For Purcell and Keller, the process of assembling the exhibit brought new realizations not only about how the family worked, but how they came to call this place home as well.

“We knew we loved the work — mostly Mary Nimmo’s work,” says Purcell. “But we’ve learned a lot over the two years in deciding how to tell the story.”

“In general, pulling together the exhibit is the uniqueness of the family members,” explains Keller. “Some were drawn to different representations — Peter Moran with cows, Edward with marine life, Mary with the quaintness of the village. It pulls together a full vision.”

“It started with our love of place, captured by Mary and Thomas Moran,” says Keller. “I think what I really found interesting are the photographs taking us through what life was like then. The treeless landscapes, walking across the green to their friends’ house.”

Purcell adds that the Morans were also somewhat eccentric and even owned an authentic Venetian gondola which they used for outings on local ponds. That gondola now resides in The Mariner’s Museum in Newport News, but photos of it with Thomas and Mary’s two daughters aboard, are on view in the exhibition.

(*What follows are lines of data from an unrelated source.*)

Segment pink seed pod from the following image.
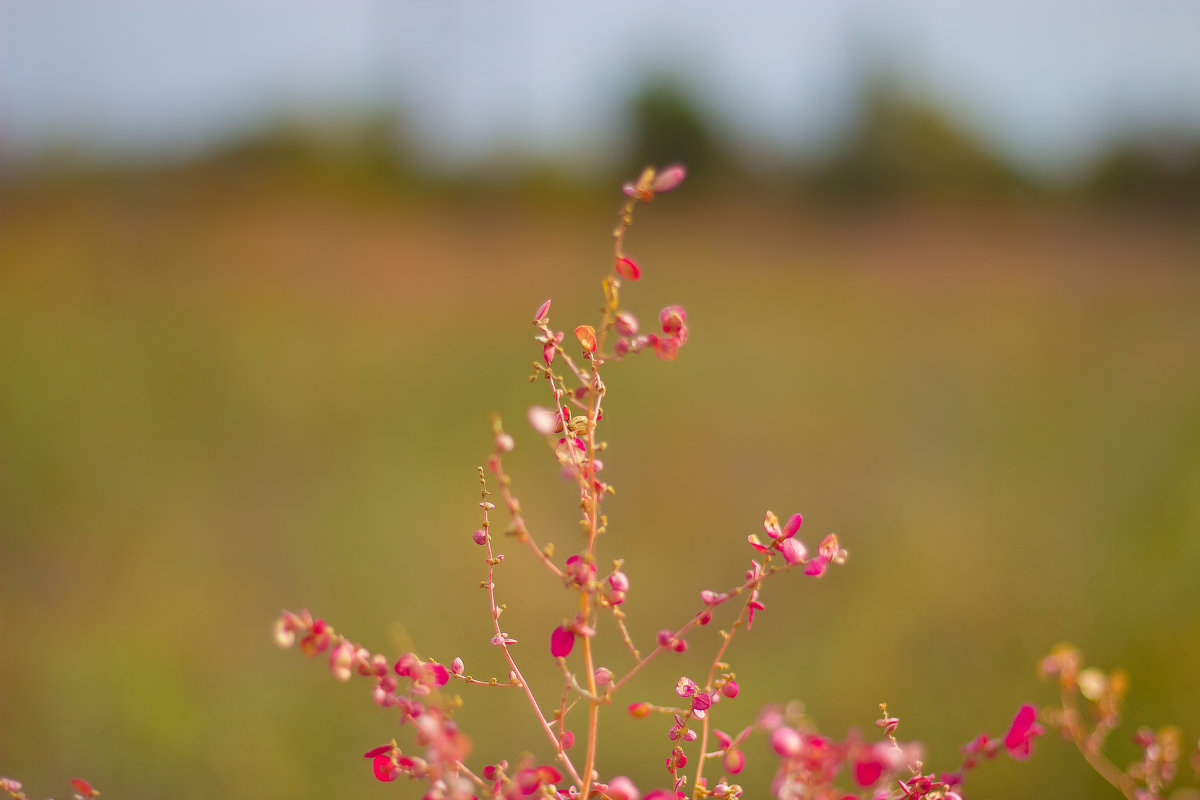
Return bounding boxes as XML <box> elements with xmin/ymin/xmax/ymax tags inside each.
<box><xmin>659</xmin><ymin>306</ymin><xmax>688</xmax><ymax>333</ymax></box>
<box><xmin>575</xmin><ymin>325</ymin><xmax>596</xmax><ymax>353</ymax></box>
<box><xmin>614</xmin><ymin>311</ymin><xmax>637</xmax><ymax>336</ymax></box>
<box><xmin>779</xmin><ymin>539</ymin><xmax>808</xmax><ymax>564</ymax></box>
<box><xmin>650</xmin><ymin>164</ymin><xmax>688</xmax><ymax>194</ymax></box>
<box><xmin>550</xmin><ymin>625</ymin><xmax>575</xmax><ymax>658</ymax></box>
<box><xmin>617</xmin><ymin>257</ymin><xmax>642</xmax><ymax>281</ymax></box>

“It’s unusual to look at the community,” confirms Barons. “A curator would be torn to have the Grand Tetons and other stuff like that on view. But this was all about intimacy. That’s why you get the big blow ups of photos from the studio – it’s a work of art in itself.”

“Also you had the fact that they were all family members and all great artists,” adds Purcell. “You see their love of place, their passion and understand why they stayed and lived here. Mostly, this show brings awareness to the Moran property and the restoration.”

“Moran: A Family’s Celebration of Home and Place” will remain on view through Sunday, July 8 at the East Hampton Historical Society’s Clinton Academy Museum (151 Main Street, East Hampton). Hours are Fridays and Saturdays 10 a.m. to 5 p.m. and Sundays from noon to 5 p.m. There is no admission charge, but donations are welcome. On Saturday, June 30 at 10 a.m., East Hampton Historical Society Director Richard Barons offers a special tour of the exhibition. For more information, call 324-6850.

Top: Mary Nimmo Moran’s etching “Where Through the Willows Creaking Loud Is Heard the Busy Mill,” 1886. Private Collection.